Cameroun : la facture des importations alimentaires baisse de 11 milliards FCFA
Le Cameroun enregistre un premier signal encourageant dans sa politique de réduction de la dépendance alimentaire extérieure. Selon les données de l’Institut national de la statistique (INS), les importations de produits alimentaires sont passées de 65 milliards à 54 milliards FCFA au premier trimestre 2026, soit une baisse de 17 % sur un an.
En valeur, cette évolution représente une économie de 11 milliards FCFA en seulement trois mois. Le recul est principalement attribué à la diminution des importations de riz et de maïs, deux produits qui occupent une place importante dans la facture alimentaire du pays.
Le riz et le maïs au cœur de la baisse
La diminution des achats à l’étranger intervient alors que les autorités camerounaises cherchent à renforcer la production nationale et à réduire progressivement les importations de produits alimentaires.
Le riz et le maïs constituent à cet égard des filières stratégiques. Leur poids dans les approvisionnements alimentaires du pays en fait des secteurs prioritaires pour la politique de substitution aux importations.

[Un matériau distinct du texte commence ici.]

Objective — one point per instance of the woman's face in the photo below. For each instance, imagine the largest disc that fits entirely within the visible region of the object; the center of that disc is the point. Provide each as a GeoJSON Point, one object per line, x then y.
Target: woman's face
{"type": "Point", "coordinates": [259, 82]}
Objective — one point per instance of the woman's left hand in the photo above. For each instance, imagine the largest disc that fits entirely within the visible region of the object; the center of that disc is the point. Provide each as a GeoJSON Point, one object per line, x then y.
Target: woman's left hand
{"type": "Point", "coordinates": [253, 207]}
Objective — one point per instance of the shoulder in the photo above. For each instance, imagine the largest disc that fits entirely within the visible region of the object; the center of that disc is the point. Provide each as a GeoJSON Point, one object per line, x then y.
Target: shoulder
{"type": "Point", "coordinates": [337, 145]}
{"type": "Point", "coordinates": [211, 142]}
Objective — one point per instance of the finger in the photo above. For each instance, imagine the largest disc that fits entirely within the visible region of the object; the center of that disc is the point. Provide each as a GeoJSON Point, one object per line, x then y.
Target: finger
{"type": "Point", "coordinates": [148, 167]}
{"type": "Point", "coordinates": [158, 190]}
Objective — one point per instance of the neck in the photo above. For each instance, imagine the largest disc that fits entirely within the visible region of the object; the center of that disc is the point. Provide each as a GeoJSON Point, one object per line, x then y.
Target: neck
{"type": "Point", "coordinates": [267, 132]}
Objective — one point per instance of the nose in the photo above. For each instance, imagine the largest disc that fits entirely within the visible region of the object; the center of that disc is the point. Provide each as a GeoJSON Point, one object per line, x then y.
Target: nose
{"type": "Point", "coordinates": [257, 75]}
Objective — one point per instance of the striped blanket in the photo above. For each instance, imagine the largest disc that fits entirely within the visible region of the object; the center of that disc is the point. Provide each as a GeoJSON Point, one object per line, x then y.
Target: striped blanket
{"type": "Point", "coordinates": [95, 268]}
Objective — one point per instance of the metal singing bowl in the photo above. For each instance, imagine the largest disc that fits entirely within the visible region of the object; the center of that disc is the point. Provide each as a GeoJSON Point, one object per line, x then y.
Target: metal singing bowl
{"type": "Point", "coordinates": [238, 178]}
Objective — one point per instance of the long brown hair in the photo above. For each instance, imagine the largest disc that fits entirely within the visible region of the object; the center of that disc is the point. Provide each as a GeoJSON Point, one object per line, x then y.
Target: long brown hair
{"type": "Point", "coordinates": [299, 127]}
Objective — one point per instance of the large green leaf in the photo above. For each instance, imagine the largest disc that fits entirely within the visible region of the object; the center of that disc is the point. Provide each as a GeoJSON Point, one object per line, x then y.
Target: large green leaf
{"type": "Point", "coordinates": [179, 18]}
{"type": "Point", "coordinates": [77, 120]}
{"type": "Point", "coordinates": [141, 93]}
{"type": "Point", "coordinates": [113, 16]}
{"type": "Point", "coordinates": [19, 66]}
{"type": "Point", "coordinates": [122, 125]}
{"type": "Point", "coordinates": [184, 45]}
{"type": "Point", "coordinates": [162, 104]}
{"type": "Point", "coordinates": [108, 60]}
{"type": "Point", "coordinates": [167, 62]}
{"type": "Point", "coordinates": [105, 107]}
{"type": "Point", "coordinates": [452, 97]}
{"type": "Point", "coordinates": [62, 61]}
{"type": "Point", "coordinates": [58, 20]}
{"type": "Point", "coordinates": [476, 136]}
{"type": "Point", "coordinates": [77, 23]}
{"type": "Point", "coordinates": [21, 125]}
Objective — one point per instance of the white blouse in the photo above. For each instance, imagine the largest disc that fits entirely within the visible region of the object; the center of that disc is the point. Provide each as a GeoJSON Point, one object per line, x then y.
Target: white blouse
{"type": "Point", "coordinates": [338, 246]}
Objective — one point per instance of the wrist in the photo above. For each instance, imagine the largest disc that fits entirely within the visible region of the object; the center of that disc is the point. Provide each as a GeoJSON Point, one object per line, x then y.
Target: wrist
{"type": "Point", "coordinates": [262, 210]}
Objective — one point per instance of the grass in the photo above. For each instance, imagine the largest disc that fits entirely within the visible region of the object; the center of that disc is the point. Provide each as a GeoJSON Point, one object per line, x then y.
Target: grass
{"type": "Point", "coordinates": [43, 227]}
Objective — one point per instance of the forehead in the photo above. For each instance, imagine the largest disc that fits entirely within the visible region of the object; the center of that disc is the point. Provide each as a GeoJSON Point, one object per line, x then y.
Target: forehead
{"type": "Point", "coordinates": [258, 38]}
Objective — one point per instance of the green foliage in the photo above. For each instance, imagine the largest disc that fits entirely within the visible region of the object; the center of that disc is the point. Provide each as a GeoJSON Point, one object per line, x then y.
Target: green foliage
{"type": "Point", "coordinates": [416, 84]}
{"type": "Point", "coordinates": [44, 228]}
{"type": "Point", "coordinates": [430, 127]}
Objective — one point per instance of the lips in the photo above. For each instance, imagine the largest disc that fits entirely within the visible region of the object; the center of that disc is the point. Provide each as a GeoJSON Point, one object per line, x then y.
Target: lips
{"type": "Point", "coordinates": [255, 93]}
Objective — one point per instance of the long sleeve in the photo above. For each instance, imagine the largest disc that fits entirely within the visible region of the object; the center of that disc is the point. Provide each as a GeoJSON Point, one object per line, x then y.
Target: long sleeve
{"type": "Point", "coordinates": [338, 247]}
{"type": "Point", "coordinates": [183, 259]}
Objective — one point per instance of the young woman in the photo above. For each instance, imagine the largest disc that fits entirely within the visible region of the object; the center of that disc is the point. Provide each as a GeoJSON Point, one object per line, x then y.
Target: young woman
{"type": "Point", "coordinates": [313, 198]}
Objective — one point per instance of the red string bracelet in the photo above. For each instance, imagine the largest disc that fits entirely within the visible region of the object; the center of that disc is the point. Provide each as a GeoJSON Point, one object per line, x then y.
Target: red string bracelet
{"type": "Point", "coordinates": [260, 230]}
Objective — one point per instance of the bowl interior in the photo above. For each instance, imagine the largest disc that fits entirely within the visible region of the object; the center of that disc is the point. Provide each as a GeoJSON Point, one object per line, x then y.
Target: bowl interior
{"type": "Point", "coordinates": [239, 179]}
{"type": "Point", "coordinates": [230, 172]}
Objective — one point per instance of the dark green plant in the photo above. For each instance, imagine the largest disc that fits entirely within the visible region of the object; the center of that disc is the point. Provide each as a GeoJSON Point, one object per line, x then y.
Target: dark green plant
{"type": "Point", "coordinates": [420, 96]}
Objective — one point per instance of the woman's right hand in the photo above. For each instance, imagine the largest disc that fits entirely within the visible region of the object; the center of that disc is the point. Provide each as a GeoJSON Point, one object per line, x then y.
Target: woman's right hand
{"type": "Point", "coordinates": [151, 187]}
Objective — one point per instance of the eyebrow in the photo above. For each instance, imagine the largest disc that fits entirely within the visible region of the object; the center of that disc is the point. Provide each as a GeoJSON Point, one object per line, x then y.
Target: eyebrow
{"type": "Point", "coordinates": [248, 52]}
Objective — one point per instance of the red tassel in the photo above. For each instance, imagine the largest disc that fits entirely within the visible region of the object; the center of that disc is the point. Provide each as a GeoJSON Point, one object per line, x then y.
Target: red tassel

Le recul enregistré au premier trimestre pourrait ainsi traduire les premiers effets des efforts engagés pour développer l’offre locale.
Le gouvernement mise sur la production locale
Pour réduire la dépendance aux marchés extérieurs, les pouvoirs publics ont engagé plusieurs mesures destinées à soutenir les filières agricoles nationales.
Elles comprennent notamment des subventions aux intrants, l’accompagnement des producteurs, le développement d’aménagements hydro-agricoles et des incitations destinées aux entreprises de transformation.
L’objectif est double : augmenter la production nationale pour répondre à la demande intérieure et limiter la sortie de devises liée aux importations alimentaires.
Cette stratégie prend une importance particulière dans un contexte marqué par les fluctuations des prix internationaux des produits agricoles et les contraintes pesant sur les équilibres extérieurs.
Jusqu’à 40 milliards FCFA d’économies sur l’année ?
Si la tendance observée au premier trimestre se maintient sur les prochains mois, les économies pourraient devenir significatives à l’échelle de l’année.
Sur la base du rythme enregistré au début de 2026, la baisse pourrait représenter plus de 40 milliards FCFA d’importations alimentaires évitées sur une année.
Une telle économie offrirait des marges supplémentaires pour financer d’autres priorités du secteur agricole, notamment les infrastructures, le stockage, l’irrigation et la transformation locale.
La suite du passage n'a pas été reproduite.